#158 - Exploring strings for which only one character comes lexicographically after its neighbour to the left

Taking three different letters from the 26 letters of the alphabet, character strings of length three can be formed.

Examples are ‘abc’, ‘hat’ and ‘zyx’.

When we study these three examples we see that for ‘abc’ two characters come lexicographically after its neighbour to the left. For ‘hat’ there is exactly one character that comes lexicographically after its neighbour to the left. For ‘zyx’ there are zero characters that come lexicographically after its neighbour to the left.

In all there are 10400 strings of length 3 for which exactly one character comes lexicographically after its neighbour to the left.
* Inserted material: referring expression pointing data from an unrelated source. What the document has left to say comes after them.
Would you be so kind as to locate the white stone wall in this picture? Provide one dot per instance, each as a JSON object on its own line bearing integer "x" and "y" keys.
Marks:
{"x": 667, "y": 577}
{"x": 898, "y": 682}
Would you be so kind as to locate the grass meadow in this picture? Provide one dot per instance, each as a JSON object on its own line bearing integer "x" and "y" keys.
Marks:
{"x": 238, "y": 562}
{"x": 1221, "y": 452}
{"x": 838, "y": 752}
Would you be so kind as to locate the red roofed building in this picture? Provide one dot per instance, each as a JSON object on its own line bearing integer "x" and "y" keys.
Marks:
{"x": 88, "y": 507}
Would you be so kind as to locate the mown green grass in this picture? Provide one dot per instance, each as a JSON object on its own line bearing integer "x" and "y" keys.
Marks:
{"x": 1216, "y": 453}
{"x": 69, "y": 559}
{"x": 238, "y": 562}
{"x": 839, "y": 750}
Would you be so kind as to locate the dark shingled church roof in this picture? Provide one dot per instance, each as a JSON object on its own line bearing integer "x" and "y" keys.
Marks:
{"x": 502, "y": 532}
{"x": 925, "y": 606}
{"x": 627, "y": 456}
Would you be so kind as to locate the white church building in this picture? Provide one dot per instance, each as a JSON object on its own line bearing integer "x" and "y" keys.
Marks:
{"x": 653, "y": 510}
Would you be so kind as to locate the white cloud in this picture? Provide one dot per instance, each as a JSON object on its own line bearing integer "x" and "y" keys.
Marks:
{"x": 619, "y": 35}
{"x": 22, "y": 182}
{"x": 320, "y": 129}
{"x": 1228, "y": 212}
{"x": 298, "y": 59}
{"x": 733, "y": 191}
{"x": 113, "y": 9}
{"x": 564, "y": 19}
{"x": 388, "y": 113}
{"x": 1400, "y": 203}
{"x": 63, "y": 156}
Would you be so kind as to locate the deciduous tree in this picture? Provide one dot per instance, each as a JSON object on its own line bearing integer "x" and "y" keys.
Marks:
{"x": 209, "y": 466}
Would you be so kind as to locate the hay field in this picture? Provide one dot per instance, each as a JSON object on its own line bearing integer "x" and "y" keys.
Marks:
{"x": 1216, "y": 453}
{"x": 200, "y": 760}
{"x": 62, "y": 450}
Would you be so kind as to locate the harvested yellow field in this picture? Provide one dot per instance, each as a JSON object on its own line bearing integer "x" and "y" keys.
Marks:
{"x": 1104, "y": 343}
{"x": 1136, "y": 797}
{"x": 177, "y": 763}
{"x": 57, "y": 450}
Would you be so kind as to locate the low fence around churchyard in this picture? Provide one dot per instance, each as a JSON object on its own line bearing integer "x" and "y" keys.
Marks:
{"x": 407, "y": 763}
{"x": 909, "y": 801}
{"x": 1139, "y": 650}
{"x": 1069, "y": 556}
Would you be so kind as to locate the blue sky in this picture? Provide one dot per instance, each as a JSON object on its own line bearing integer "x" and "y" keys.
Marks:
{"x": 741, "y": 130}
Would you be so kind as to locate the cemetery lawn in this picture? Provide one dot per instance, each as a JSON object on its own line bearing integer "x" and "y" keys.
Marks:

We now consider strings of $n\leq 26$ different characters from the alphabet. For every $n$, $p(n)$ is the number of strings of length of $n$ for which exactly one character comes lexicographically after its neighbour to the left.

What is the maximum value of $p(n)$?


This is a counting problem. To put their restriction another way, there is only one pair of letters which are in order This also tells us that the substrings on either side of the pair are in decreasing order.

For example, with 5 letters: $c, t, m, r, d$, a satisfying string is $tmcrd$. The pair in order is $cr$, and both $tmc$ and $rd$ are in decreasing order.

Given a group of $n$ letters, we can find a formula for the number of strings satisfying the property $c(n)$. This is not $p(n)$, as that value takes all possible groups. We will aggregate later.

Finding a formula for $c(n)$

Let’s assume our group of $n$ letters be the first $n$ letters of the alphabet. There are some trivial values for the lower values of $n$:

  • $c(0) = c(1) = 0$, because it is impossible to order anything lower than 2 letters.
  • $c(2) = 1$, as the pair is either in order, or out of order.
  • $c(3) = 4$. Those strings are $abc$, $acb$, $bca$, and $bac$.
  • $c(4)=11$. We have a couple of cases here for where $d$ can be placed.
    • We can prepend $d$ to all the satisfactory string and get 4 new satisfactory strings: $dabc$, $dacb$, $dbca$, $dbac$.
    • If $d$ is in position 2, the 1st letter needs to be less than $d$. All of $a$, $b$, and $c$ are, so this produces 3 new strings: $adcb$, $bdca$, $cdba$
    • If $d$ is in position 3, then the first two letters need to be in reversed order. We can choose 2 letters from the 3 in 3 ways to produce 3 strings: $badc$, $cadb$, $cbad$.
    • If $d$ is last, then the first 3 letters need to be reversed, of which there is only 1: $cbad$. Please work through $c(5)$ to get a feel for the pattern. For a given $n$:
  • Prepend the $n^{\text{th}}$ letter to each of the strings previously. This is $c(n-1)$.
  • For the $i^{\text{th}}$ position i the string ($i\geq 2$), the $i-1$ letters before it need to be reversed. We can choose the letters from the remaining group a total of $\binom{n-1}{i-1}$ ways, and produces as many strings.
  • Repeat for all $i$ and add up all values (from 2 to $n$).

In conclusion,

\(\begin{aligned} c(n) &= \binom{n-1}{1}+\binom{n-1}{2}+\cdots+\binom{n-1}{n}+c(n-1) \\ &= \sum_{i=1}^n\binom{n-1}{i}+c(n-1) \\ &= \boxed{2^{n-1}-1+c(n-1)} \end{aligned}\)

Finding a formula for $p(n)$

Now that we have $c(n)$, finding a formula for $p(n)$ is actually simple. Although we demonstrated with the first $n$ letters, the group of letters actually does not matter for the value of $c(n)$. The value of $p(n)$ takes into account the value of $c(n)$ for all groups of $n$ letters. There are $\binom{26}{n}$ different groups. Therefore,

\(p(n)=\binom{26}{n}c(n)\)

Implementation

The recursive nature of $c(n)$ allows us to precompute values of $c(n)$ beforehand. We create an array of values of $p(n)$ and check the maximum afterwards. I use the math.factorial to compute the binomial coefficient.

# file: "problem158.py"
def binom(n, r):
    return math.factorial(n) / (math.factorial(r) * math.factorial(n - r))

values = [0]
for n in range(1, 27):
    values.append(2 ** (n - 1) - 1 + values[-1])
# Now multiply each by 26 choose n
values = [int(value * binom(26, i)) for i, value in enumerate(values)]
print('Max value of', np.max(values), 'at n =', np.argmax(values))

Running our loop get us,

Max value of 409511334375 at n = 18
0.0015439999988302588 seconds.

Therefore, the maximum value of $p(n)$ is 409511334375.